A man entered on his own two feet, this one neither carried nor coerced. He toted a bag and claimed he was a doctor but needed to say no more than that before Annaliese asked him what to do.
“You’ll direct me to the ones I can help,” he said as they walked. “Monitor those who are brought through those doors. The ones who come in on their own, cussing or angry, can wait. The ones carried in, delirious and barely able to call for their mother—those I cannot help. Take me to the ones who moan,
Fräulein
. It’s them I can help.”
And so she did as directed, praying all the while to categorize the wounded as she’d been assigned. From afar, she watched while he performed any miracle he could while guards were commandeered to the duty of holding patients down for surgery. She heard the ping of bullets removed from wounds, dropped into a pan. She saw a guard hold open a grievous wound with a long silver instrument so the doctor had two free hands to explore. She saw men faint; she saw men die. And some, she saw survive.
* * *
The steady stream of fighters pouring in from around the city soon had the men in the streets either retreating or surrendering. Though it was difficult to tell one side from the other, surrender was clear enough in the relinquished weapons, the lifted arms, the growing silence.
Once Christophe learned there was a makeshift medical station set up in the back of an empty garage, he’d carried men there one by one.
He didn’t count the minutes or the hours the battle raged; instead he counted the men he’d helped.
Twenty-three.
Only when the bullets ceased and more men came out to help the wounded did he realize the significance of the number.
Twenty-three was the number of men whose faces haunted him at night.
There, at the threshold of the garage-turned-hospital, without caring who saw him, Christophe fell to his knees.
35
Annaliese brushed her forehead with the top of her wrist, only vaguely aware that the influx of injured men had gradually diminished. The needs before her went on, even though another doctor and three nurses were there now to perform more expertly what she’d attempted to do before they’d arrived.

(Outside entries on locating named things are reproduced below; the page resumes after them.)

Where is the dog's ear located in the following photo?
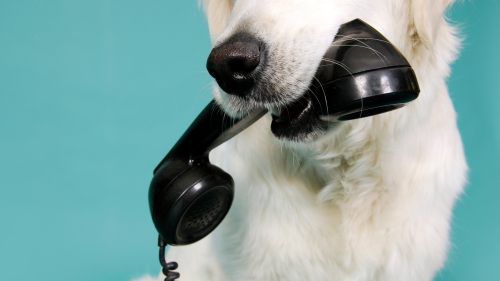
[408,0,455,49]
[203,0,233,41]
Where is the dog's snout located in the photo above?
[207,33,262,96]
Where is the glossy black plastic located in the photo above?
[312,19,420,121]
[149,101,267,245]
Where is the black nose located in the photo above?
[207,33,262,96]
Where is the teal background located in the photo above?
[0,0,500,281]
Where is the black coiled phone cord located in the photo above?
[158,236,181,281]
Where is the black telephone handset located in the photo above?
[149,19,420,281]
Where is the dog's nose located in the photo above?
[207,33,262,96]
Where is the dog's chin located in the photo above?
[271,95,330,143]
[216,87,332,143]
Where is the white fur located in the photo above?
[139,0,467,281]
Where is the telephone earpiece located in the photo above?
[149,101,267,280]
[149,19,420,281]
[150,159,234,245]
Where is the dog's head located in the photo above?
[204,0,453,142]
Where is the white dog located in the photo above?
[136,0,467,281]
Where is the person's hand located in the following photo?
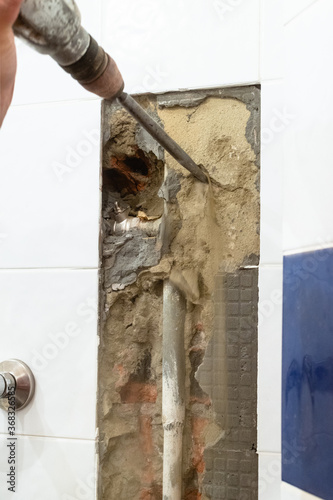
[0,0,22,127]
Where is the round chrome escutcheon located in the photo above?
[0,359,35,411]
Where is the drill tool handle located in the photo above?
[13,0,124,99]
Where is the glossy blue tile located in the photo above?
[282,248,333,500]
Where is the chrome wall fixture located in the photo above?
[0,359,35,411]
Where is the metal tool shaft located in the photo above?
[118,92,208,182]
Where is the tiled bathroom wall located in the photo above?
[282,0,333,499]
[0,0,259,500]
[0,0,333,500]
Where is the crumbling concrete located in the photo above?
[98,87,259,500]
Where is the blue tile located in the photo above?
[282,248,333,500]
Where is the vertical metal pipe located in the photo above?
[162,280,185,500]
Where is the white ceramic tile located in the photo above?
[258,266,282,453]
[281,482,320,500]
[283,0,333,250]
[102,0,259,93]
[0,270,98,439]
[13,0,101,105]
[0,101,100,268]
[0,436,96,500]
[283,0,318,23]
[258,453,284,500]
[260,0,284,81]
[260,81,282,264]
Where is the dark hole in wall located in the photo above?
[124,156,149,179]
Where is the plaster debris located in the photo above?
[98,87,259,500]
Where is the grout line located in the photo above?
[284,0,319,26]
[283,242,333,256]
[0,432,96,443]
[10,96,102,109]
[259,0,264,84]
[261,76,284,85]
[257,449,281,456]
[0,267,100,272]
[259,260,283,269]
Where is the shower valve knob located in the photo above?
[0,359,35,411]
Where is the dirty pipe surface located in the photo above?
[162,280,185,500]
[118,92,208,182]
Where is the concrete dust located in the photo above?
[98,92,259,500]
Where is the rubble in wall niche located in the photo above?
[98,91,259,500]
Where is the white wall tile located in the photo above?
[258,453,284,500]
[284,0,333,254]
[0,436,96,500]
[281,482,320,500]
[13,0,101,105]
[258,266,282,452]
[102,0,259,93]
[0,270,98,439]
[260,0,284,81]
[283,0,318,23]
[0,101,100,268]
[260,81,282,264]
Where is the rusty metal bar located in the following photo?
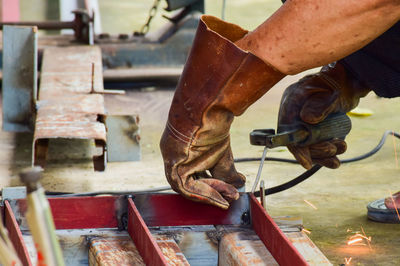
[33,46,106,171]
[0,0,20,21]
[0,21,75,30]
[128,199,168,266]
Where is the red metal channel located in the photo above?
[18,196,118,229]
[4,200,32,265]
[128,199,168,266]
[250,195,308,266]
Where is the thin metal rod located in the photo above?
[251,147,268,193]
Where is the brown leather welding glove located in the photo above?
[278,63,370,169]
[160,16,284,209]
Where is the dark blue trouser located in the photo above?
[340,22,400,98]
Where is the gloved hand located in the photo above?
[278,62,370,169]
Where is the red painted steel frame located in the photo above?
[250,195,308,266]
[4,200,32,265]
[128,199,168,266]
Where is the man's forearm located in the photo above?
[236,0,400,74]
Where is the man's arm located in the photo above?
[236,0,400,74]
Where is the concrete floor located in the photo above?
[0,71,400,265]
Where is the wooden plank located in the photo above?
[89,236,146,266]
[17,196,118,230]
[218,229,279,266]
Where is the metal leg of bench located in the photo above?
[93,139,107,171]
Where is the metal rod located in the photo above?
[0,21,76,30]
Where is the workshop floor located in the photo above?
[0,71,400,265]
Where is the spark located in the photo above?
[389,190,400,220]
[304,200,318,210]
[392,131,399,168]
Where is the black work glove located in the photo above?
[278,63,370,169]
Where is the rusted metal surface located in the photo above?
[89,236,146,266]
[250,194,308,266]
[128,199,168,266]
[154,235,190,266]
[33,46,106,171]
[218,229,279,266]
[0,201,32,266]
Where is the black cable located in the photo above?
[35,130,400,197]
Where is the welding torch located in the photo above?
[20,167,64,266]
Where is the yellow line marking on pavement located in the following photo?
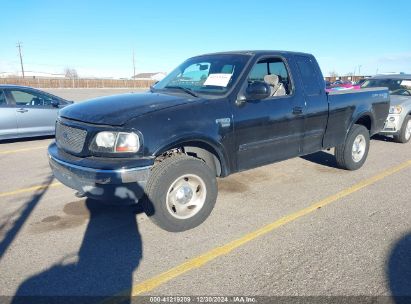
[0,146,47,154]
[104,160,411,303]
[0,182,62,197]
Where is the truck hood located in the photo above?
[59,93,196,126]
[390,95,411,106]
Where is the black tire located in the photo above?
[335,125,370,170]
[394,115,411,144]
[145,155,218,232]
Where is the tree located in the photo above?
[64,68,78,79]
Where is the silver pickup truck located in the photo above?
[362,74,411,143]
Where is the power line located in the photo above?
[133,49,136,77]
[17,41,24,78]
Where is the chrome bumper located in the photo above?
[49,154,151,200]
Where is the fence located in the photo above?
[0,78,154,88]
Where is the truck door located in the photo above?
[234,57,304,170]
[295,55,328,154]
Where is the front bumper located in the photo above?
[48,144,152,201]
[380,114,402,134]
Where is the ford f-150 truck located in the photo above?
[48,51,390,231]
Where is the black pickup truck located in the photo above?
[48,51,390,231]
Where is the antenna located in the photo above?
[17,41,24,78]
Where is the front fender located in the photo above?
[153,133,231,176]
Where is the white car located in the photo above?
[361,74,411,143]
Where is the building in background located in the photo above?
[131,72,167,81]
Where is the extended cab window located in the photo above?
[296,56,323,95]
[248,58,292,96]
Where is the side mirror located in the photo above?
[245,81,271,101]
[51,99,60,108]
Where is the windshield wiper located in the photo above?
[165,86,198,97]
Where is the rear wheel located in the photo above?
[394,115,411,144]
[145,155,217,232]
[335,125,370,170]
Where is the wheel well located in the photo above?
[158,142,223,176]
[355,115,372,131]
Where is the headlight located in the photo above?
[390,106,402,114]
[90,131,140,153]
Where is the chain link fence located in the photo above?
[0,78,155,88]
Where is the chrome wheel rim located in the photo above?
[351,134,367,163]
[166,174,207,219]
[405,119,411,140]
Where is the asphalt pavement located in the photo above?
[0,89,411,303]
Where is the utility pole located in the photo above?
[17,41,24,78]
[133,48,136,78]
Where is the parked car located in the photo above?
[48,51,389,231]
[0,85,72,140]
[362,74,411,143]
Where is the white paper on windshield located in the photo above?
[204,73,233,87]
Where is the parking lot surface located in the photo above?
[0,90,411,297]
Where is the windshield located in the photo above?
[361,78,411,96]
[153,54,250,95]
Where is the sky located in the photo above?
[0,0,411,78]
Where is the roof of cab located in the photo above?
[194,50,312,57]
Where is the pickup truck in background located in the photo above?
[48,51,390,231]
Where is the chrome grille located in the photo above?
[56,123,87,153]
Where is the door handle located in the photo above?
[293,107,303,115]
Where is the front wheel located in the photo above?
[145,155,217,232]
[394,115,411,144]
[335,125,370,170]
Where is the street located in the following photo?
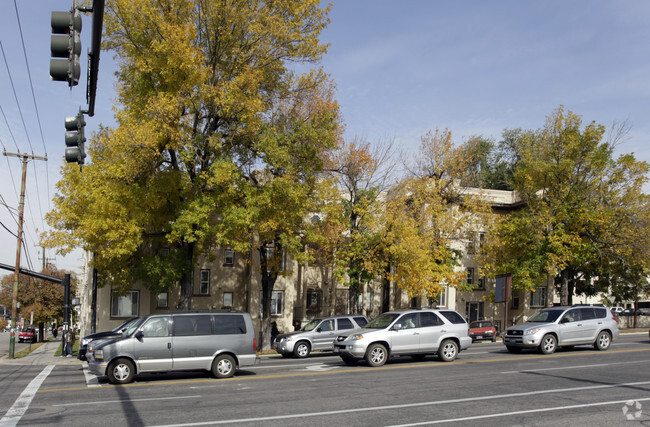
[0,333,650,426]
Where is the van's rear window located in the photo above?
[214,314,246,335]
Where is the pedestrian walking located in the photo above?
[65,328,75,357]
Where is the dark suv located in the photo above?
[503,306,619,354]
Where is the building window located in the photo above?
[530,288,546,307]
[475,277,485,290]
[307,290,323,311]
[223,292,232,308]
[438,286,447,307]
[357,291,372,311]
[223,249,235,265]
[467,268,474,285]
[199,270,210,295]
[156,292,169,308]
[111,291,140,317]
[260,291,284,317]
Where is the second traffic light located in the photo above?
[50,8,81,87]
[65,111,86,165]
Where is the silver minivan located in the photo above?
[87,311,260,384]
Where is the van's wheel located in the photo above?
[341,356,358,366]
[212,354,236,378]
[594,331,612,351]
[438,340,458,362]
[539,334,557,354]
[293,341,311,359]
[106,359,135,384]
[366,344,388,368]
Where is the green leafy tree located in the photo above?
[46,0,339,348]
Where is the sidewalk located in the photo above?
[0,341,85,365]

But there was water to be fetched, cotton cloths too precious to be discarded that had to be rinsed for use again, utensils to be cleaned in antiseptic. She did what she could, still too dazed to think about having acted as a nurse upon living souls who’d deserved someone with far more training than she. Hours passed before she spoke to anyone about something other than a task at hand.
Odovacar was brought in, wounded. He’d donned a helmet he’d taken from a fallen man only moments before a bullet ripped through it. Nonetheless the impact had knocked him out, leaving his forehead bloodied and his mind disoriented. The doctors and nurses were still busy with more-severely wounded men, and so as soon as she could, Annaliese went to his side to clean his wound, though he soon fell unconscious again.
She returned to him some time later, after a doctor had seen him. “I don’t think it would’ve been all that glorious in France after all,
Fräulein
,” Odovacar said to her. He held on to her hand as if he couldn’t bear for her to leave him. “It’s been only a couple of battles for me, and I’ve already had enough.”
She looked around the barracks, thinking she would easily trade its newly acquired stench of death for the smells she’d tried banishing earlier. “I hope this will be the last of it.”
But somehow she wasn’t convinced of that, and neither, she thought, was Odovacar. She looked at him again and saw a tear slide from one eye.